This is an automated email from the ASF dual-hosted git repository.
zeroshade pushed a commit to branch main
in repository https://gitbox.apache.org/repos/asf/iceberg-go.git
The following commit(s) were added to refs/heads/main by this push:
new 913941c feat(manifest): Add ManifestReader, which provides access to
manifest metadata (#417)
913941c is described below
commit 913941cea8f08937a12f873f0c95981c1b7c7862
Author: Joshua Humphries <[email protected]>
AuthorDate: Tue May 6 15:31:51 2025 -0400
feat(manifest): Add ManifestReader, which provides access to manifest
metadata (#417)
This is an alternative to #415.
This closes #386.
This also exports the `ReadManifest` helper (previously named
`readManifestEntries`), so the read flow has symmetry with the existing
`NewManifestWriter` and `WriteManifest` for the write flow.
---
manifest.go | 264 +++++++++++++++++++++++++++++++++++++++++++------------
manifest_test.go | 39 +++++---
2 files changed, 235 insertions(+), 68 deletions(-)
diff --git a/manifest.go b/manifest.go
index e09e892..e741734 100644
--- a/manifest.go
+++ b/manifest.go
@@ -450,62 +450,7 @@ func fetchManifestEntries(m ManifestFile, fs iceio.IO,
discardDeleted bool) ([]M
}
defer f.Close()
- return readManifestEntries(m, f, discardDeleted)
-}
-
-func readManifestEntries(m ManifestFile, f io.Reader, discardDeleted bool)
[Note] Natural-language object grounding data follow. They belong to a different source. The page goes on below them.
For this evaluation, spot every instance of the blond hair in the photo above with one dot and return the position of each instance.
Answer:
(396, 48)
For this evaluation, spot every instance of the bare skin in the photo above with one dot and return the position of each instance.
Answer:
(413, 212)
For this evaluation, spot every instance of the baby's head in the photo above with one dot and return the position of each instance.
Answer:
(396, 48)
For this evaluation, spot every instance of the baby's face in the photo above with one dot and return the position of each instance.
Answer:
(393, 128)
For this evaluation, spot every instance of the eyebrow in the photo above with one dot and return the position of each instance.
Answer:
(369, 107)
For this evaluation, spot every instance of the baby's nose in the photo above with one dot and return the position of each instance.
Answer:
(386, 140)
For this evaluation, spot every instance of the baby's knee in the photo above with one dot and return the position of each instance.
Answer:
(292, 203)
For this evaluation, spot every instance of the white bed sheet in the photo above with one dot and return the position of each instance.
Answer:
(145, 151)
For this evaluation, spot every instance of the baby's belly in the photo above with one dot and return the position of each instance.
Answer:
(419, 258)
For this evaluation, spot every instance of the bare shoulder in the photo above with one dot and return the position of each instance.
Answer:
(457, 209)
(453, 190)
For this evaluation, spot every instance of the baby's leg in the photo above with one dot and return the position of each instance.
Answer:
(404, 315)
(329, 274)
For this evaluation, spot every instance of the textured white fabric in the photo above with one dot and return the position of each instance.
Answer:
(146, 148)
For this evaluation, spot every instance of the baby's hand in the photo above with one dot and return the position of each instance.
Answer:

([]ManifestEntry, error) {
- dec, err := ocf.NewDecoder(f,
ocf.WithDecoderSchemaCache(&avro.SchemaCache{}))
- if err != nil {
- return nil, err
- }
-
- metadata := dec.Metadata()
- sc := dec.Schema()
-
- fieldNameToID, fieldIDToLogicalType := getFieldIDMap(sc)
- isFallback := false
- if string(metadata["format-version"]) == "1" {
- for _, f := range sc.(*avro.RecordSchema).Fields() {
- if f.Name() == "snapshot_id" {
- if f.Type().Type() != avro.Union {
- isFallback = true
- }
-
- break
- }
- }
- }
-
- results := make([]ManifestEntry, 0)
- for dec.HasNext() {
- var tmp ManifestEntry
- if isFallback {
- tmp = &fallbackManifestEntry{
- manifestEntry: manifestEntry{Data: &dataFile{}},
- }
- } else {
- tmp = &manifestEntry{Data: &dataFile{}}
- }
-
- if err := dec.Decode(tmp); err != nil {
- return nil, err
- }
-
- if isFallback {
- tmp = tmp.(*fallbackManifestEntry).toEntry()
- }
-
- if !discardDeleted || tmp.Status() != EntryStatusDELETED {
- tmp.inherit(m)
- if fieldToIDMap, ok :=
tmp.DataFile().(hasFieldToIDMap); ok {
- fieldToIDMap.setFieldNameToIDMap(fieldNameToID)
-
fieldToIDMap.setFieldIDToLogicalTypeMap(fieldIDToLogicalType)
- }
- results = append(results, tmp)
- }
- }
-
- return results, dec.Error()
+ return ReadManifest(m, f, discardDeleted)
}
// ManifestFile is the interface which covers both V1 and V2 manifest files.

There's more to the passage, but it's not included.